Nell'intervista Paramonov ha detto che i rapporti tra Russia e Italia "si sono sensibilmente impoveriti, sono stati, per così dire, 'sterilizzati'". "È davvero un peccato che le autorità italiane, aggiogate alle altre élite europee, abbiano preferito rinunciare ai propri interessi nazionali in favore degli interessi delle forze liberal-globaliste e delle loro creature, rappresentate dall'insaziabile e corrotto regime di Kiev e dalla chimerica idea di poter infliggere una sconfitta strategica alla Russia", ha affermato il diplomatico, accusando il governo Meloni di "adottare la condotta dello 'struzzo', ovvero evitare di dare ascolto all'opinione dei propri cittadini, fingendo che l'assenza di cooperazione e di dialogo aperto con la Russia non stia avendo alcun tipo d'impatto sull'Italia, né sulla sua popolazione".

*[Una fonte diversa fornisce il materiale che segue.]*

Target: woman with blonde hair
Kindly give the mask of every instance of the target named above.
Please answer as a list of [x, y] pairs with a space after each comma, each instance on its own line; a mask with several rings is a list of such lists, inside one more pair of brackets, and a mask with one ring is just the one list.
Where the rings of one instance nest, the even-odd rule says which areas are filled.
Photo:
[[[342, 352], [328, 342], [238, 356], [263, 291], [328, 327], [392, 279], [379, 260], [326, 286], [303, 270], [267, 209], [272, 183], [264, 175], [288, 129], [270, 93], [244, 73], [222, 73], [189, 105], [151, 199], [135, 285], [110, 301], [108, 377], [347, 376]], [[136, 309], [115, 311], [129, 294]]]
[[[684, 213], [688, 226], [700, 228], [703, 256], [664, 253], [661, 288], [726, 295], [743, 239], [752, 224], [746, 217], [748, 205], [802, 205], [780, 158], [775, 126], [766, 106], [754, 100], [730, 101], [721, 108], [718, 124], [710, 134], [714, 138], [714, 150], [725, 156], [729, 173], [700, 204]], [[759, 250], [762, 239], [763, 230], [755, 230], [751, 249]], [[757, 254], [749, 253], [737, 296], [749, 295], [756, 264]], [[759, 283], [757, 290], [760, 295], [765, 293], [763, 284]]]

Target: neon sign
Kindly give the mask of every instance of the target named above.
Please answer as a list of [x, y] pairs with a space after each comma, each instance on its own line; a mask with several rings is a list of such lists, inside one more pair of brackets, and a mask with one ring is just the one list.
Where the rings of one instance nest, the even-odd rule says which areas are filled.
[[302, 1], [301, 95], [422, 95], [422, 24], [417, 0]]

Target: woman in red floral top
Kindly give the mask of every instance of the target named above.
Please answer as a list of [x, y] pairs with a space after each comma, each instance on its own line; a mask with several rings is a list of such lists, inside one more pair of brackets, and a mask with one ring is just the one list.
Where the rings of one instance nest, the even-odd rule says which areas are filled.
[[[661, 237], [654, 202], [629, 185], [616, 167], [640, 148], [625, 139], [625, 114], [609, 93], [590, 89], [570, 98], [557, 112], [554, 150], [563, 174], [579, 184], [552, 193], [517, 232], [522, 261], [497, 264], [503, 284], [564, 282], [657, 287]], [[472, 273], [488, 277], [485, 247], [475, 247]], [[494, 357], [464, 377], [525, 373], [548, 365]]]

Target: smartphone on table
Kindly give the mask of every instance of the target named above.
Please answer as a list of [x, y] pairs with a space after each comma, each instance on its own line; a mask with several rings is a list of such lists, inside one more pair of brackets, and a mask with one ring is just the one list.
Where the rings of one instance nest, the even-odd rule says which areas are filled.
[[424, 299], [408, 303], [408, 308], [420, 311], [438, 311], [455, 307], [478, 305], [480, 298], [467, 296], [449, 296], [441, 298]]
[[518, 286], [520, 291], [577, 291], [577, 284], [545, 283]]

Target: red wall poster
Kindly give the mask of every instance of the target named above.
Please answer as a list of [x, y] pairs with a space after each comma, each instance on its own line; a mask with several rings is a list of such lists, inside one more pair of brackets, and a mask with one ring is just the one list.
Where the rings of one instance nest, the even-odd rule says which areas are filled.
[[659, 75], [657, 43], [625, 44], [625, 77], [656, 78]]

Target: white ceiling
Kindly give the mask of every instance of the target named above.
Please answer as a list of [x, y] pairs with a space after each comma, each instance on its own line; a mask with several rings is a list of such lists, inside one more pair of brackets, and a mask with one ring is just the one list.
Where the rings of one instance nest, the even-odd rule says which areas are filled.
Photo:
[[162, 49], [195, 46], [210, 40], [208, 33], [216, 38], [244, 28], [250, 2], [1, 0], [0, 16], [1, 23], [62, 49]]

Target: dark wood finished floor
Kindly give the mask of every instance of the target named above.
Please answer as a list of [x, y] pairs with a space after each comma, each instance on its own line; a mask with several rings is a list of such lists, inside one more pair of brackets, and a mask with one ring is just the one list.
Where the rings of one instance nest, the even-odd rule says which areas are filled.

Quanto all'Ucraina, "grazie a Dio, l'Italia non si ritiene in stato di guerra con la Russia e la leadership italiana è sufficientemente saggia da attenersi a una strategia di politica estera che, almeno a parole, invoca la cautela e desidera escludere la possibilità di un'escalation delle attuali tensioni presenti nei rapporti tra la Russia e l'Unione Europea, così come desidera escludere la possibilità che queste tensioni sfocino in uno scontro militare diretto".
"Ciò suggerisce che a Roma non abbiano dimenticato le lezioni impartite dalla Storia, né i motivi per cui l'Italia venne accettata all'interno dell'Onu soltanto nel 1955, e non nel 1945, quando l'Organizzazione delle Nazioni Unite fu istituita", ha aggiunto Paramonov.
"Al contrario, invece, come possiamo vedere, i cosiddetti 'volenterosi' - che costantemente 'corteggiano' l'Italia per indurla a entrare tra le loro fila - non escludono la possibilità di uno scontro militare con la Russia ed esortano a predisporsi a un conflitto nel giro di 3-4 anni, mentre dichiarano sconsideratamente di avere intenzione d'inviare i propri contingenti in Ucraina, cosa che li condurrebbe inevitabilmente a un immediato scontro militare con le Forze Armate russe", ha concluso l'ambasciatore.